Monday, March 14, 2016

Blog Post #8 - Complicated writing

This week, I decided to write about Professor Fleming's article about "Coming Down From the Clouds". For those interested, the article can be found here:
http://chronicle.com/article/Coming-Down-From-the-Clouds-/235581/ 

I could not agree more with this article. As someone with a unique writing style (I often opt with descriptive writing), I usually get two reactions from professors: "What is this? You can't write like this in a paper!" or "I love your writing style."

I do not know if my writing style stems from my "creative" phase (I wrote A LOT of poetry and stories) during my high school, but I know it carried over to my academic writing when I arrived in university.
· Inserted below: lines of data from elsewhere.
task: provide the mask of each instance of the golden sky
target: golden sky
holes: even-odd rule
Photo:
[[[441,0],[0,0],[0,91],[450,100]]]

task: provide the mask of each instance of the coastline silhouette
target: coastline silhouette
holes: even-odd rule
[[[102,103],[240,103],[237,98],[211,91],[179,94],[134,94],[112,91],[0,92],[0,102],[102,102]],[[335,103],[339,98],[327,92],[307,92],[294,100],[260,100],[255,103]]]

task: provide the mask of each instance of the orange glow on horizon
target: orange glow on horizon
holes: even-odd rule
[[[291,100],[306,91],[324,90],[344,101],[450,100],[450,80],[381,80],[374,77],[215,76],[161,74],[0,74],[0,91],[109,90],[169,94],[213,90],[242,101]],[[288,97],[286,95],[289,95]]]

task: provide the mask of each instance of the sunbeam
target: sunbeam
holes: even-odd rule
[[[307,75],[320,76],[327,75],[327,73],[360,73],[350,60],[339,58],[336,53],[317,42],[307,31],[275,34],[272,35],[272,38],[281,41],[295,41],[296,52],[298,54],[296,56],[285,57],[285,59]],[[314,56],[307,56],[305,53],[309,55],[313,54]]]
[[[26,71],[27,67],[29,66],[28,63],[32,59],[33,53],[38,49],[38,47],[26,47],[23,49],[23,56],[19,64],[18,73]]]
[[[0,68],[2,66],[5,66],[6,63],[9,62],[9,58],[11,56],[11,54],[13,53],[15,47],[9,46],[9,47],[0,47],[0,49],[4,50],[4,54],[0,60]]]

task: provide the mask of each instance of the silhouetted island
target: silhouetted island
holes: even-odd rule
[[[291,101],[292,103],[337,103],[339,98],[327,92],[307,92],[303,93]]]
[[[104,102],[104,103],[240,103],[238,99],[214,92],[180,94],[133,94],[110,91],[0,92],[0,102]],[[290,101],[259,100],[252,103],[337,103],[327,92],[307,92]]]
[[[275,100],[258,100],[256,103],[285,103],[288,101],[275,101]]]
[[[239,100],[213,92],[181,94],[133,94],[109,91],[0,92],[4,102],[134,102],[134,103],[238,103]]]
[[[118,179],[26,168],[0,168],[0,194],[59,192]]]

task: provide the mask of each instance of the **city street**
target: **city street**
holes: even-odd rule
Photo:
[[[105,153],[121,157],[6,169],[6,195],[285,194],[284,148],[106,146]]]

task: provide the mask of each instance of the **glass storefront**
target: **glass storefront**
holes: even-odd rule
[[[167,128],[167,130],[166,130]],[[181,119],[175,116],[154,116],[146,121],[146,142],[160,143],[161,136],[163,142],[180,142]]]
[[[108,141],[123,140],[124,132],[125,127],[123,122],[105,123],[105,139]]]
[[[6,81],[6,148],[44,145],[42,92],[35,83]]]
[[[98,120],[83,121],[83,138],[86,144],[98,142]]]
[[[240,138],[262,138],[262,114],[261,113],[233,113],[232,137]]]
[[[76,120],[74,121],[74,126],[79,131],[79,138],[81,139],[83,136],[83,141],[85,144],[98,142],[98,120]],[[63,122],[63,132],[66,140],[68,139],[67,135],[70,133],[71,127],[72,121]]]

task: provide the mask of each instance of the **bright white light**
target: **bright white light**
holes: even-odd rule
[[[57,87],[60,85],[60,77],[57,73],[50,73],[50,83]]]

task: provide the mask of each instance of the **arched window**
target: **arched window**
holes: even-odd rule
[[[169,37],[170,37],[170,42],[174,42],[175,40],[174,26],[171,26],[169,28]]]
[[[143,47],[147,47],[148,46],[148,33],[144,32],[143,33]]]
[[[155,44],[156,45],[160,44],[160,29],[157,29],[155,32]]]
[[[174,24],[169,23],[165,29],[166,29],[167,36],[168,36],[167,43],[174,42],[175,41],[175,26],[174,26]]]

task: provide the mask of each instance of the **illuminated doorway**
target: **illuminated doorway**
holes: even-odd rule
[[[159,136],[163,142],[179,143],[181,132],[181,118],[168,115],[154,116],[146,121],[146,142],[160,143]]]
That said, every time I read an academic paper or article, I get bored after the first two pages. The language is overly complicated and always theoretical. Trust me, I have no problem with abstract thinking, but using terms like an "edgeless cube" to say "sphere" is unnecessary. Frankly, the subject matter could be astronomy or technology, but if it requires a PhD. in Linguistics and astrophysics to understand, I will get bored.
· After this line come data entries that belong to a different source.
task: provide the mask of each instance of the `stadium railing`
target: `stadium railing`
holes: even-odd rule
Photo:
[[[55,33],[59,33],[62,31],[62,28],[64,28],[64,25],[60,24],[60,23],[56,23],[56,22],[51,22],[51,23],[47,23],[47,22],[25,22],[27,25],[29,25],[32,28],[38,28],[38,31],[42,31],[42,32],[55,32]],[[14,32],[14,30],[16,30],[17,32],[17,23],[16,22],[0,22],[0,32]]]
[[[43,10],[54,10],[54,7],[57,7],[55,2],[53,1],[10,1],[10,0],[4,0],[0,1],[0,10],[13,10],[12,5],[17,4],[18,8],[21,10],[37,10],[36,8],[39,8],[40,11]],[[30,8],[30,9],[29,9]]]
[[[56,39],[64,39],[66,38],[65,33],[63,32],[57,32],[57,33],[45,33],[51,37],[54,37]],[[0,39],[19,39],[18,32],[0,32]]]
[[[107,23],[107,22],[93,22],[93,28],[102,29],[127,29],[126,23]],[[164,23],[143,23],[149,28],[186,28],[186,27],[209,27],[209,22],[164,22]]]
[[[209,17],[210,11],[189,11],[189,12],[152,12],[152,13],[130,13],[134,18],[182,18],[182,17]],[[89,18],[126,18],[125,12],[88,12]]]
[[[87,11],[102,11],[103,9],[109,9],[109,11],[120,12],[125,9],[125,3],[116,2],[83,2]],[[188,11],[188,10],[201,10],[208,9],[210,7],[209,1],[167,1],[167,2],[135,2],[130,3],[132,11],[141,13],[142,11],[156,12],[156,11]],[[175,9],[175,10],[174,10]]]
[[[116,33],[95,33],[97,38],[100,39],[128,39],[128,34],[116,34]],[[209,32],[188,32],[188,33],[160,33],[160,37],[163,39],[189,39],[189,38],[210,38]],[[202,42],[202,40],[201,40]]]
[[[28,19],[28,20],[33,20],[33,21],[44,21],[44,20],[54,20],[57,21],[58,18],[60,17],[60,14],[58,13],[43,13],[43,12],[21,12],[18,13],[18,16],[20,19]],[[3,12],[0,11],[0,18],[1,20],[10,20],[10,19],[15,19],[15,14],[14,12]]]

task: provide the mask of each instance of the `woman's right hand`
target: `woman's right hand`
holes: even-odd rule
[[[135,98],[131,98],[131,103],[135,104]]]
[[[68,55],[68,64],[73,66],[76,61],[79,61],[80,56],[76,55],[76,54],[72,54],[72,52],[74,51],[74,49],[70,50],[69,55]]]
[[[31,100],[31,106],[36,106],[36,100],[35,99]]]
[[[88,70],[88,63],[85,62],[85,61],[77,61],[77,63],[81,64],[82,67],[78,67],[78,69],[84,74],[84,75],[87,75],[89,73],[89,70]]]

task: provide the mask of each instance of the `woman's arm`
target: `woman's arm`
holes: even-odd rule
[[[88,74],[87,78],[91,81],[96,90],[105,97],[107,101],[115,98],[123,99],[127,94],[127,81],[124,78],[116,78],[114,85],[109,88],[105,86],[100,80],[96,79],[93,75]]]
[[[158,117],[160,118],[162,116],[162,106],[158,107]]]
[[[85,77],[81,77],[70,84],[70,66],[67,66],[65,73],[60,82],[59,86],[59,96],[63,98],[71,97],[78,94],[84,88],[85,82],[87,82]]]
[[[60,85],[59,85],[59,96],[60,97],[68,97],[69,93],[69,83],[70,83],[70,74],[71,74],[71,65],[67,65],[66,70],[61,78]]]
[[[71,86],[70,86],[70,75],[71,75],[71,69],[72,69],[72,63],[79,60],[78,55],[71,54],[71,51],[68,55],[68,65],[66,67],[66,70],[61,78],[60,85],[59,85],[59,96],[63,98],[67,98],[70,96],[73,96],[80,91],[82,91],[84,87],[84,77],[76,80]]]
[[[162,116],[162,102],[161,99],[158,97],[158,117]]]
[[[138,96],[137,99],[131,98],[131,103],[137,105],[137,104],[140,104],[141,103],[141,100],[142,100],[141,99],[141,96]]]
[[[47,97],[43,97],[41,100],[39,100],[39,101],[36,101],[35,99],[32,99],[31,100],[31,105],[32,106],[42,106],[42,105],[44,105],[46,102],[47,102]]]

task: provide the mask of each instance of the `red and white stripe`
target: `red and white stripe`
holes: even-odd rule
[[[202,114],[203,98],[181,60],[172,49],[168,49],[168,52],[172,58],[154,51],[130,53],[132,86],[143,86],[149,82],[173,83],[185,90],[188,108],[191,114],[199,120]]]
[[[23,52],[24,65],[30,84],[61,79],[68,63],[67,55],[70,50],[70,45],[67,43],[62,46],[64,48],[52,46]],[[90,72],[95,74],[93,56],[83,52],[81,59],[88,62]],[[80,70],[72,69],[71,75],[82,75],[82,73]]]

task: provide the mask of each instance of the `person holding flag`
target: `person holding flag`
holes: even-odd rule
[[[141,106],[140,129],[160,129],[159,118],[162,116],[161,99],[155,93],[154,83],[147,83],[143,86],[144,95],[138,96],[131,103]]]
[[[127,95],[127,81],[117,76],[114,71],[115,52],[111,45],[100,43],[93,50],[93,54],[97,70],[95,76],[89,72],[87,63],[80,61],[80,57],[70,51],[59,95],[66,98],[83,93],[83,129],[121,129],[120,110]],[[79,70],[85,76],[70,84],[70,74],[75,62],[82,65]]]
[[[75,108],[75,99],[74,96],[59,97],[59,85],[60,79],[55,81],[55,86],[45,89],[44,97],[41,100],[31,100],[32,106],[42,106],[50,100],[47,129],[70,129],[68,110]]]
This semester, I have a class with Professor Patricia Palulis. Some of the assigned articles are "different" (by academia standards). Some authors wrote papers in the form of memoirs or flat out stories. I loved them. I read them from title page to the very last period. Were they less intelligent because they weren't written in "academic style"? Absolutely not. The message was well conveyed, and their research were well presented.
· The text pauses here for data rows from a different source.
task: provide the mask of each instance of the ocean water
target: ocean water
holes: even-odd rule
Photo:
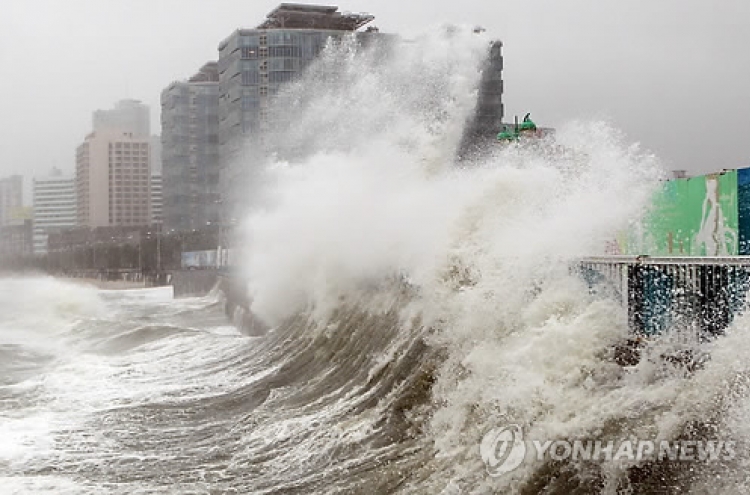
[[[584,120],[457,164],[488,42],[344,43],[282,94],[301,147],[255,170],[237,268],[264,335],[220,294],[0,280],[0,493],[746,493],[747,318],[695,372],[622,367],[626,309],[570,270],[640,218],[658,161]],[[491,476],[508,425],[737,448]]]

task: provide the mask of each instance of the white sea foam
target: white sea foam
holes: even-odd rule
[[[282,95],[299,105],[288,136],[304,149],[279,145],[257,171],[267,189],[254,191],[244,261],[258,315],[279,324],[312,308],[312,322],[245,339],[207,316],[207,300],[3,281],[2,343],[40,342],[52,359],[12,386],[28,389],[27,402],[0,411],[0,469],[11,474],[0,482],[101,492],[111,487],[104,466],[137,480],[123,493],[210,482],[346,492],[388,476],[406,493],[488,493],[538,474],[530,463],[507,479],[486,475],[480,439],[508,423],[543,439],[672,438],[686,418],[718,412],[722,433],[750,438],[746,319],[707,347],[711,361],[690,379],[647,361],[624,370],[607,354],[627,333],[625,309],[569,271],[640,216],[661,177],[652,156],[607,123],[570,122],[543,146],[455,162],[489,42],[471,31],[423,36],[375,68],[377,54],[332,48]],[[337,79],[323,77],[332,70]],[[408,285],[408,316],[442,351],[437,369],[424,368],[436,378],[426,403],[396,401],[426,381],[399,381],[425,363],[409,354],[420,335],[387,317],[382,302],[396,298],[364,304],[376,310],[363,328],[362,308],[342,309],[371,302],[361,294],[386,279]],[[8,404],[13,391],[1,390]],[[393,436],[377,436],[387,428]],[[742,493],[745,461],[719,470],[724,491]],[[29,474],[51,466],[64,476]],[[70,481],[86,476],[85,488]]]
[[[449,351],[433,390],[431,434],[436,462],[453,471],[455,486],[492,489],[476,449],[486,431],[507,422],[552,439],[603,428],[674,437],[685,424],[677,418],[716,407],[698,391],[720,395],[731,365],[717,355],[693,380],[649,362],[624,371],[607,356],[627,335],[625,309],[589,294],[569,270],[639,221],[663,178],[658,160],[609,123],[569,122],[540,146],[498,149],[458,166],[455,146],[432,146],[454,138],[446,132],[455,126],[431,127],[418,102],[437,102],[429,108],[441,124],[469,115],[460,102],[476,86],[468,67],[479,59],[452,64],[459,53],[475,52],[441,53],[441,77],[458,81],[452,70],[472,77],[441,88],[442,98],[421,80],[410,86],[412,73],[393,69],[402,62],[396,57],[361,82],[325,82],[328,96],[298,115],[312,122],[322,112],[338,125],[318,131],[321,143],[307,143],[305,158],[269,167],[265,203],[246,224],[253,311],[271,323],[305,307],[323,318],[373,281],[397,275],[415,286],[424,321],[437,329],[430,343]],[[347,64],[344,74],[359,68],[356,57]],[[394,86],[410,87],[417,104],[399,107]],[[365,122],[353,110],[363,94],[377,102],[366,106]],[[459,103],[446,109],[441,101]],[[405,144],[404,134],[414,139]],[[538,468],[527,465],[510,481]],[[442,471],[434,477],[435,489],[446,486]]]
So why do we have to make things overly complicated? If researchers want their knowledge to be known (and applied) by the general public, make your text simpler. By no means am I saying the general public cannot understand the language, but I think it would be easier to bring attention to your research and keep readers interested.

1 comment:

Unknown said...

Great comment!

I take Pat`s classes as much as I can, the selected readings for her courses are certainly a walk in the clouds in themselves. I have to note though that some are not so easy to understand, especially the ones with concepts, like: positioning and de-positioning, spaceless and hybrid places, etc. I would call our interactions at that class as creativity generative; and the students` presentations should be filmed and broadcast to a wider audience.